Ensuite, proposer un burger dans un restaurant à viande, c’est sacrifier aux nourritures molles en faveur chez les jeunes, alors que l’amateur de viande veut sentir les cellules sanguines éclater sous sa dent dans un concert de saveurs.

La Blonde de Galice hachée menu, ça ne le fait pas. Et cela laisse à penser que la vache qui a fourni cette purée était au mieux un broutard, tué tôt et maturée le temps du transport. Il en est de même du tartare, proposé en deux versions, 180 g (pas de quoi remplir une dent creuse) ou 360g — oui, bof… Quand la viande ne vaut vraiment que par les frites ou le gratin dauphinois (fort bon), qui l’accompagnent, est-on encore dans un restaurant spécialisé ?
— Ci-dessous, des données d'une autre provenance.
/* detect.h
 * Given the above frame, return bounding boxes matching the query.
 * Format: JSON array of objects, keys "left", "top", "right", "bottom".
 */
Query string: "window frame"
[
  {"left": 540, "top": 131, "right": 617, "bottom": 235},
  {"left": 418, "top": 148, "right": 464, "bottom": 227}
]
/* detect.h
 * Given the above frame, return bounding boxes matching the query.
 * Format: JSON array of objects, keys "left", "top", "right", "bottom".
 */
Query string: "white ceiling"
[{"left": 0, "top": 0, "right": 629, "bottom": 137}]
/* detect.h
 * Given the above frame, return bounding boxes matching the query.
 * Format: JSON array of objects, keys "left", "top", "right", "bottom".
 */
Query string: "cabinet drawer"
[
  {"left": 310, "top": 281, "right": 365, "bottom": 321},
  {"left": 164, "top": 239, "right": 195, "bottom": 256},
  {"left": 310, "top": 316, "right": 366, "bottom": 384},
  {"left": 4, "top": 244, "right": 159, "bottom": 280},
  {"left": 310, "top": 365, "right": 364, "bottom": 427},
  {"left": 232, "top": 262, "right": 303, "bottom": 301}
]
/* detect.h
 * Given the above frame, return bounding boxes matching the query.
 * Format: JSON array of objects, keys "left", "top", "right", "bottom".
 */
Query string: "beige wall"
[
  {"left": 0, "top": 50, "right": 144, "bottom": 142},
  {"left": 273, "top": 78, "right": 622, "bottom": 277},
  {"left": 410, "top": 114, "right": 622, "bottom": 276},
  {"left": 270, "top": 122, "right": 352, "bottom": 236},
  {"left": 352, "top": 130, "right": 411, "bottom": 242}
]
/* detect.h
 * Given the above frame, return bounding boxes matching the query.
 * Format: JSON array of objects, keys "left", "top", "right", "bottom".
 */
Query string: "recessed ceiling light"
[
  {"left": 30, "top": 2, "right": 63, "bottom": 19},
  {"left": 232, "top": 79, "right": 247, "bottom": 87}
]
Les vraies viandes, parlons-en. Le mode de cuisson implique que vous ne choisissiez pas une tranche trop fine, qui sera trop rapidement calcinée. La côte de bœuf pour une personne manquait d’épaisseur et de fondant. Les ribs de bœuf caramélisés étaient bons, mais n’importe quelle cuisson lente chez vous en fait autant.
Restent les « viandes d’exception » — selon arrivage. Noire de Baltique, Blonde de Galice, Prince du Sud, Angus. Entre 16,50 et 19,50€ les 100 grammes. Mettons une côte de bœuf pour deux — la meilleure solution au niveau gustatif, et tout dans le restaurant vous y pousse —, et passés les 800 g, c’est vite inabordable. Quant à la présentation en tomahawk, une mode venue d’outre-Atlantique, je la laisse à ceux qui pensent que la présence d’un manche d’os de vingt centimètres ajoute quelque chose au goût de la viande.
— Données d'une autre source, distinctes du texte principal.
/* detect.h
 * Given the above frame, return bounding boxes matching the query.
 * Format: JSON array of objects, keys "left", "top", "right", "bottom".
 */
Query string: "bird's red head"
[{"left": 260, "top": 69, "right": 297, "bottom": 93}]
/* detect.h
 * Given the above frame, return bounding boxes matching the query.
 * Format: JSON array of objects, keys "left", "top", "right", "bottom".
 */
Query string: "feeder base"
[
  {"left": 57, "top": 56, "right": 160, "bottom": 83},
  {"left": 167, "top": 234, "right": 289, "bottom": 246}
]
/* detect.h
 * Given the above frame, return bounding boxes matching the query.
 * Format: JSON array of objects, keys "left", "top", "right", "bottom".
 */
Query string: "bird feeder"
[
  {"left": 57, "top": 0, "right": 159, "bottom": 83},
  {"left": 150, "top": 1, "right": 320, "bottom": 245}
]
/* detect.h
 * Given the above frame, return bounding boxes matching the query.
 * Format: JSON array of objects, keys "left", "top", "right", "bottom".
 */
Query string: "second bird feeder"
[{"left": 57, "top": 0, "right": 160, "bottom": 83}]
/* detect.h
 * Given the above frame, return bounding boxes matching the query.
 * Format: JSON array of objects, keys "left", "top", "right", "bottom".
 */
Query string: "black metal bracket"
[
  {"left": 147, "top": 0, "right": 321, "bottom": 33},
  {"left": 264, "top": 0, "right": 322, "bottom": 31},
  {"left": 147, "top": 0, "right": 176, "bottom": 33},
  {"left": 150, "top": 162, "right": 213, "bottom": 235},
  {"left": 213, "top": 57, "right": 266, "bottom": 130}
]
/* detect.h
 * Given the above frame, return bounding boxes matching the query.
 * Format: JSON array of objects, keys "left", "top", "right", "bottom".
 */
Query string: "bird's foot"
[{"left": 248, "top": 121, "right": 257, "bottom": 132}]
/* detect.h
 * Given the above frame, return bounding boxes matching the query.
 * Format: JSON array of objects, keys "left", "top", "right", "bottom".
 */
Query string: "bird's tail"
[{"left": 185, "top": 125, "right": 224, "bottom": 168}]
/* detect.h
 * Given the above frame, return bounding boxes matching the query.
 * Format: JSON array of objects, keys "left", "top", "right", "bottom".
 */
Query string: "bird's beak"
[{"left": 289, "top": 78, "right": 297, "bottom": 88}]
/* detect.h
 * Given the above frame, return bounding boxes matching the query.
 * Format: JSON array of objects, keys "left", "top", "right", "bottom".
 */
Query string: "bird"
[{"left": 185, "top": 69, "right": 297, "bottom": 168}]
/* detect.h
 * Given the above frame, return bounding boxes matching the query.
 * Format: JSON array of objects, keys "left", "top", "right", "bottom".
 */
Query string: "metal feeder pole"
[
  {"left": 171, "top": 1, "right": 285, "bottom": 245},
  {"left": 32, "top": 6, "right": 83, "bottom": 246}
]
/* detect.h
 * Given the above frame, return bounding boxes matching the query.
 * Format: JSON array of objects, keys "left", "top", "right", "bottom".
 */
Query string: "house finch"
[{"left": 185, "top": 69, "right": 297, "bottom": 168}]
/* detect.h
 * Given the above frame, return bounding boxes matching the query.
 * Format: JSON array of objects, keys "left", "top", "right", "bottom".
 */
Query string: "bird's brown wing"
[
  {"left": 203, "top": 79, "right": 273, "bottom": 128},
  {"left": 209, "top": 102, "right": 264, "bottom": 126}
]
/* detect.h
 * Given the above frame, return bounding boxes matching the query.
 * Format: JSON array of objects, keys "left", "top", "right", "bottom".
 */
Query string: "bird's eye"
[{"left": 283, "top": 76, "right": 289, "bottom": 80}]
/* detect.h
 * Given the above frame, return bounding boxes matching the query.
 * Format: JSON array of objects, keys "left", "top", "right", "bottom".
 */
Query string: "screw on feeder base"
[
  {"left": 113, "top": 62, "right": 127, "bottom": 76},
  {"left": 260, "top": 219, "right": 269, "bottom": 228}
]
Vous pouvez agrémenter votre viande de sauces proposées au choix. J’ai tendance à me méfier des couvertures qui, à force de poivre ou de béarnaise (pour ne pas parler de la sauce chimichurri, dont le piment vous arrache les papilles) camouflent le goût intrinsèque de mon steak.
Les desserts sont classiques — l’éternelle crème brûlée, les profiteroles (monstrueuses) à déguster en égoïste ou à partager, ou les pâtisseries de chez Marrou — que vous pouvez aussi bien acheter, pendant la journée, Place de l’Opéra ou Place Castellane.
La cave, exceptionnelle, vous propose aussi bien des bouteilles historiques qui dépassent le millier d’euros que des vins locaux à des tarifs raisonnables. Et comme dans tous les restaurants honnêtes de Marseille, on vous proposera de l’Orezza en eau pétillante — c’est la moindre des choses, d’autant que le chef de rang, très efficace, est manifestement corse.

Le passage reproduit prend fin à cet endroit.